De posse do sucesso da estabilidade monetária, que antes rejeitavam, os petistas apedrejaram sua herança, dada como maldita, e com esse refrão Luiz Inácio Lula da Silva se elegeu duas vezes consecutivas e fez sucessora uma candidata improvável, tirada da cartola de mágico, Dilma Rousseff, provando, na prática, que na política, ao contrário do que reza o bom senso comum, nem sempre fatos se impõem a argumentos enganosos.


Se os fados são caprichosos com qualquer um, mostraram sê-lo mais no que se refere ao filho de general que se tornou figadal inimigo do regime militar e ao mero assessor que chegou ao posto que caciques como Ulysses Guimarães, Miguel Arraes e Leonel Brizola almejaram, mas nunca alcançaram. 


Agora, ao atingir, serelepe, o oitavo decênio de existência, viu-se subitamente reconhecido pela adversária da qual menos podia esperar um gesto amistoso.

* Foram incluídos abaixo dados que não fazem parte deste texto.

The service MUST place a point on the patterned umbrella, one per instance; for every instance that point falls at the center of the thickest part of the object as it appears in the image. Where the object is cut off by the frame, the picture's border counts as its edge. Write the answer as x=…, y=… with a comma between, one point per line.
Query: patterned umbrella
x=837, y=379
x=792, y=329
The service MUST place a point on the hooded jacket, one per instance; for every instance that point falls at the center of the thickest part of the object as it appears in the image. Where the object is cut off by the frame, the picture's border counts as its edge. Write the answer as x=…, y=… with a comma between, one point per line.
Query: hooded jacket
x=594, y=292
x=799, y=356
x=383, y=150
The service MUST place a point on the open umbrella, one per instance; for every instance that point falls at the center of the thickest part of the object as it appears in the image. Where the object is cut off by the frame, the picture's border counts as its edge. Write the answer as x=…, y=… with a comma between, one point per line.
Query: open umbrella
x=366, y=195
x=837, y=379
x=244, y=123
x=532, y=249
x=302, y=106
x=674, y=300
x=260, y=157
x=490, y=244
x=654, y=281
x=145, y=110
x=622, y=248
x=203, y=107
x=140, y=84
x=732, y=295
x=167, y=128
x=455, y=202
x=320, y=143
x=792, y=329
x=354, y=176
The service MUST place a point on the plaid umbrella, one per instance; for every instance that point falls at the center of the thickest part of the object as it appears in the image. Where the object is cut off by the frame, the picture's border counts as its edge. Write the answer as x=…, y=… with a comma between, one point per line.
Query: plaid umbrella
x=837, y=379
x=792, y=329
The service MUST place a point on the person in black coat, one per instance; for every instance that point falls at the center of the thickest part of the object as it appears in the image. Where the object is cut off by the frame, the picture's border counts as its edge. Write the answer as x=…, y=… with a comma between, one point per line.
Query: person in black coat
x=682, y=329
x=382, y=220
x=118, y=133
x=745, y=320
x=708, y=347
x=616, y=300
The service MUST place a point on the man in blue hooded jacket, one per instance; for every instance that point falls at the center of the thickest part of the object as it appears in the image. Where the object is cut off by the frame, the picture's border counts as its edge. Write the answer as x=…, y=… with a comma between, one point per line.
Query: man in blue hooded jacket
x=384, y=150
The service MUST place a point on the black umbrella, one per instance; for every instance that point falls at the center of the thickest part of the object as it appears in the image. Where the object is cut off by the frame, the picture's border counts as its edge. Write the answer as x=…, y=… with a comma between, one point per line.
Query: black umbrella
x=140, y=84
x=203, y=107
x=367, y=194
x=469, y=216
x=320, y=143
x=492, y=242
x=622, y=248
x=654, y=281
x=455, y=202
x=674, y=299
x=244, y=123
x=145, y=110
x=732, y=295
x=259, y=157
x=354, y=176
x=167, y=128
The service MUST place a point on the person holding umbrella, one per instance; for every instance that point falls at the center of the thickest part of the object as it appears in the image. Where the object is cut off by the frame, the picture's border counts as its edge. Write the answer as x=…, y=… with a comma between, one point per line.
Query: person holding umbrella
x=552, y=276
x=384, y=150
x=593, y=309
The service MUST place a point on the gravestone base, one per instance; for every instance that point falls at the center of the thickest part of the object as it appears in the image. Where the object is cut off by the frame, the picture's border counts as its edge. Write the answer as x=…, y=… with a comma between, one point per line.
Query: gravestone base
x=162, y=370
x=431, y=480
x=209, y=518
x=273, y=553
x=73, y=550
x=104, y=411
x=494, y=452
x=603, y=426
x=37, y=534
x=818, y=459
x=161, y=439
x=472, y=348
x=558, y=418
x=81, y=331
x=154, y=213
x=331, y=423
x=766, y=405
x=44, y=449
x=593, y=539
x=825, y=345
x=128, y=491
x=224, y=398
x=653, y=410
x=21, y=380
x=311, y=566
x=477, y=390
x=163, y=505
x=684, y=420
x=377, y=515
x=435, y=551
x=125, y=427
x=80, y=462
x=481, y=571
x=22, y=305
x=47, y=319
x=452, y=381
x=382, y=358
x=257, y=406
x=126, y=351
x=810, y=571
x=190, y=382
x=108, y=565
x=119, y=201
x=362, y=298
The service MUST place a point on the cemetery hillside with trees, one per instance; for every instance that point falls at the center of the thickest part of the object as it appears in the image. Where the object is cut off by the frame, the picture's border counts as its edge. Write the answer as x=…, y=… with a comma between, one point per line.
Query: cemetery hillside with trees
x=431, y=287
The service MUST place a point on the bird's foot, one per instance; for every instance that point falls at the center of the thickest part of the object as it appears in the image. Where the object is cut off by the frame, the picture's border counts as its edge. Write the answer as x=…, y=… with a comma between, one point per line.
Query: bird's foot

E esse inesperado reconhecimento foi lavrado em documento em papel timbrado da Presidência na elogiosa carta que Dilma Rousseff lhe enviou cumprimentando-o pela efeméride. 


No texto, reproduzido no site do ex-presidente e nos jornais, Dilma elogiou o "acadêmico inovador", "político habilidoso" e "presidente que contribuiu decisivamente para a consolidação da estabilidade econômica", jogando no lixo o discurso da "herança maldita", repetido ad nauseam nos próprios palanques.


Dilma constatou que o antecessor apostou no "diálogo como força motriz da política" e "foi essencial para a consolidação da democracia brasileira". 


E acrescentou: "Não escondo que nos últimos anos tivemos e mantemos opiniões diferentes, mas justamente por isso maior é a minha admiração por sua abertura ao confronto franco e respeitoso de ideias". 


Os correligionários do elogiado comemoraram o fato como se fosse um triunfo eleitoral, esquecendo-se de que nunca nenhum deles teve humildade e tirocínio para reconhecer os feitos de Fernando Henrique como a adversária o fez.


O oportuno reconhecimento, antecipando o registro histórico desapaixonado que resgatará o papel do acadêmico no exercício da Presidência, está obviamente acima das querelas do cotidiano do poder e da política. 


Embora tenha sido divulgado dias depois da ida de Lula a Brasília, onde ele foi buscar lã e saiu tosquiado no episódio que terminou com a defenestração de dois protegidos do ex-presidente, Antônio Palocci e Luiz Sérgio, o documento não deve ser reduzido a um movimento do minueto da relação entre padrinho e afilhada. 


Demonstrando que até pode ter perdido o pelo, mas nunca a manha, o lobo de Garanhuns arreganhou os dentes, exigindo da companheirada fidelidade à sucessora que elegeu, dando a entender que não saiu da sintonia da presidente.


De qualquer maneira, Dilma saiu bem na foto ao perceber que o poder, mesmo quando conquistado com as notórias falsificações do marketing político, permite a quem o conquista tornar-se maior ao reconhecer o mérito alheio. 


Com isso, mesmo que essa não tenha sido sua intenção, ministrou uma lição a seu professor, que perdeu uma oportunidade de se mostrar à altura da veneração popular que conquistou, e a seus opositores, incapazes de perceber o óbvio até quando este vem se manifestar ao alcance do nariz.